The Research Data Scientist Applied Modeling & Data Science for spoken language understanding (SLU) anlaytics is accountable for establishing performance metrics and analytics for Alexa SLU teams to continuously improve Alexa for our customers. Facilitate creation of KPIs and KPMs, tethered to SLU model performance/customer engagement, and define, drive, and execute research projects to test and prove these metrics. The Research Scientist should thrive and have demonstrated success in an environment which offers ambiguously defined problems, big challenges, and quick changes. They will deliver artifacts (e.g., analysis to support an organization or system decision, experimental design and execution exploring proper performance metrics, an algorithm, technical documentation, or technical program/script) while operating autonomously, even in ambiguous situations or requests. They will be expected to balance detailed execution with speed and possess solid collaborative skills. They will be working in a fast-paced environment where every day brings new challenges and new opportunities. They should have excellent business and communication skills and be able to work with business owners to develop and define solutions. This position involves regular communication with senior management on project status and risks.

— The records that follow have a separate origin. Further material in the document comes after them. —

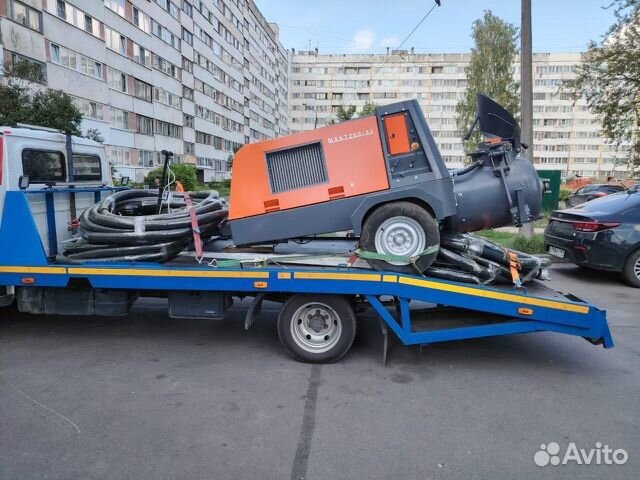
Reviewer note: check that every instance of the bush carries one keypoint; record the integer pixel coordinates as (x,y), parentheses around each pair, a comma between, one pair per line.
(222,187)
(533,245)
(185,174)
(564,194)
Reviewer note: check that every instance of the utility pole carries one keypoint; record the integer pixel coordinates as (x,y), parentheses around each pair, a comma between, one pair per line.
(526,86)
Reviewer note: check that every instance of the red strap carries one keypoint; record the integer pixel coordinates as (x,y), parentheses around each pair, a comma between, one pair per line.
(197,241)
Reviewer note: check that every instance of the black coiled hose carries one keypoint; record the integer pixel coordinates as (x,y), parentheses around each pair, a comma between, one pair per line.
(125,227)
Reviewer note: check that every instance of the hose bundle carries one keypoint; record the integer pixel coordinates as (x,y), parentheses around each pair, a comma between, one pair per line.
(126,227)
(472,259)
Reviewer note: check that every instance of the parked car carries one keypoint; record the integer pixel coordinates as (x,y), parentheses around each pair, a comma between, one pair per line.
(603,234)
(591,192)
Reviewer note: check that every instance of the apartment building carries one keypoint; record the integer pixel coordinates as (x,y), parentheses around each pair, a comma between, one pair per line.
(195,77)
(566,136)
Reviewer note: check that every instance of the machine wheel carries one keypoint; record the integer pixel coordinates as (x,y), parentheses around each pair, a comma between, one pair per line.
(317,328)
(631,269)
(403,229)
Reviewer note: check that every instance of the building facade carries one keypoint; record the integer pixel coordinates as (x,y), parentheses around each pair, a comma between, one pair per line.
(196,77)
(566,135)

Cross-team coordination, project management, and executive presentation skills are essential.
The successful candidate will be a recognized expert for their analytical and leadership abilities.
Apply data selection, experimental design, and statistical methods to specific business problems and data
Propose, define, scope, and execute experiments (A/B testing) for various analytics software program enhancements and performance and/or comparison of multiple different KPIs, metrics, or signals
Ensure data quality throughout all stages of acquisition and processing, including such areas as data sourcing/collection, ground truth generation, normalization, transformation, cross-lingual alignment/mapping, etc.
Collaborate with colleagues from multidisciplinary science, engineering and business backgrounds.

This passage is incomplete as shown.